Many of the ideas for the 1996 welfare overhaul, while a program of President Clinton’s, came from projects financed by conservative grant makers, and current debates about elementary and secondary education have been influenced by principles advanced by those grant makers.
“You never would have had welfare reform had you not had these foundations,” says Terrence Scanlon, president of the Capital Research Center, a Washington group that studies charities, and chairman of the Consumer Product Safety Commission during the Reagan administration. “You never would have had a school-voucher program running in Cleveland and Milwaukee and other places had there not been a Bradley Foundation. So much that has transpired in the last couple of years really was the direct result of a few conservative foundations.”
But many of the leaders in conservative philanthropy say that the successes of the past few years won’t be emulated unless foundations and donors start pursuing new topics.
“A lot of the conservative themes have been successful, but the problems are no longer there, or aren’t seen as important — crime, welfare, government spending, overregulation, foreign-policy threats,” says James Piereson, executive director of Olin. “There’s a challenge now for conservatives to reinvent themselves.”
To remain relevant, he says, conservative donors should pursue projects that deal with women and the country’s growing Hispanic population, and must devote more energy to promoting religious groups as a key to solving societal problems.
Importance of Religion
At Bradley, Mr. Joyce was also persuaded that religion is an especially important theme for conservative philanthropy to pursue.
He says “the single most important discovery I had” as a grant maker was the effectiveness of religious groups as providers of social services, whether they care for the elderly, offer recreational opportunities for inner-city kids, or reclaim housing projects from gangs. He believes more foundations should take a look at the “demonstrable success rates” of those groups, and he plans to encourage that in his new role. “Human beings are more than mere matter, and they are more than followers of material incentives,” says Mr. Joyce, who is Roman Catholic. “They have spiritual, moral dimensions, and many of the so-called intractable social problems are in fact tractable, but they are only tractable when the whole human being is taken into account.”
His new group, Americans for Community and Faith-Centered Enterprise, a lobbying group in Washington, was established with encouragement from President Bush to press Congress to pass tax credits to finance religious groups and legislative changes that would allow churches and other religious-oriented social-service organizations to compete for more kinds of federal grants.
Mr. Joyce said the effort is being supported largely by individual donors who are “friends of the president’s,” but the only supporter he would name is the group’s chairman, the businessman Paul M. Fleming.

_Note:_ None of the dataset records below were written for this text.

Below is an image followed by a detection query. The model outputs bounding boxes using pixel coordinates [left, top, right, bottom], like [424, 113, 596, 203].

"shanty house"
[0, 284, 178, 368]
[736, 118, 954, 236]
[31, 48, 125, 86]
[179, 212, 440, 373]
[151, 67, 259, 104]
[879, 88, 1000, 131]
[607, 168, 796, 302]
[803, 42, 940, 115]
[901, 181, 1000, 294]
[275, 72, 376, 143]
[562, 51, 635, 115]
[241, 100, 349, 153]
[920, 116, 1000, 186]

Mr. Joyce’s second project is a charity, the Foundation for Community and Faith-Centered Enterprise, in Phoenix, that will attempt to put more private money into the hands of faith-based groups. Not yet open for operations, the charity is intended to be a long-term effort to promote policies that encourage giving. “Very few corporations and foundations pay any attention to this,” he says of the religious organizations that provide social services. “They’re not new. They’re newly discovered.”
Supporting Social Services
Mr. Joyce has yet to start raising money for the charity, but the group’s focus on helping direct-service providers find money comes at an opportune time. Throughout conservative philanthropy, both individual donors and foundation officials are showing an increased interest in financing direct services to the needy. That is a contrast to the donors and foundation leaders who in the past two decades emphasized philanthropy’s role in building the intellectual arguments and research that could guide policymakers.

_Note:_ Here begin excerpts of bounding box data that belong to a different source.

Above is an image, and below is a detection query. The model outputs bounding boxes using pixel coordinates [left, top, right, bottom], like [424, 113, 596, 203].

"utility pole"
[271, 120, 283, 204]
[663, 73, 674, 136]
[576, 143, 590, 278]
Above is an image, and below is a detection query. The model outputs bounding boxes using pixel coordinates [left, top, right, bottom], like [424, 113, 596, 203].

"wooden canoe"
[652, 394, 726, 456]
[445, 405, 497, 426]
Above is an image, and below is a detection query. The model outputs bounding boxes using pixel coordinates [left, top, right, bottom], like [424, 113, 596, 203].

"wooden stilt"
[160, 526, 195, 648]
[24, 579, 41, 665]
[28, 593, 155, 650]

For instance, Mr. Fleming, founder of the P.F. Chang’s China Bistro restaurant chain, retired from his business interests to serve as chairman of both of Mr. Joyce’s new groups. He said he was motivated to give time and money to the cause because of his experience supporting a Baptist organization that feeds the hungry.
“I see much better results on the dollars I contribute to this charity than I would get in getting involved with things I don’t understand or have never had exposure to, like think tanks,” he says.
And the financier Theodore J. Forstmann, and John Walton, heir to the Wal-Mart fortune, two leading conservative donors, gave $50-million apiece to create a program to provide scholarships to needy children.
While few observers fault the specific services being supported, some fear that the closing of the Olin fund and the potential changes at Scaife, combined with the lack of interest individual donors have shown in supporting scholarly projects, could lead to a decline in the amount of money spent on think tanks and academic programs.
Mr. Lenkowsky is among those who are worried that foundation support for conservative academics will be hard to come by in the next decade. He says foundations and donors should understand that “sometimes the book that takes 10 years” to write “will have a much bigger impact than immediate, hands-on activity.”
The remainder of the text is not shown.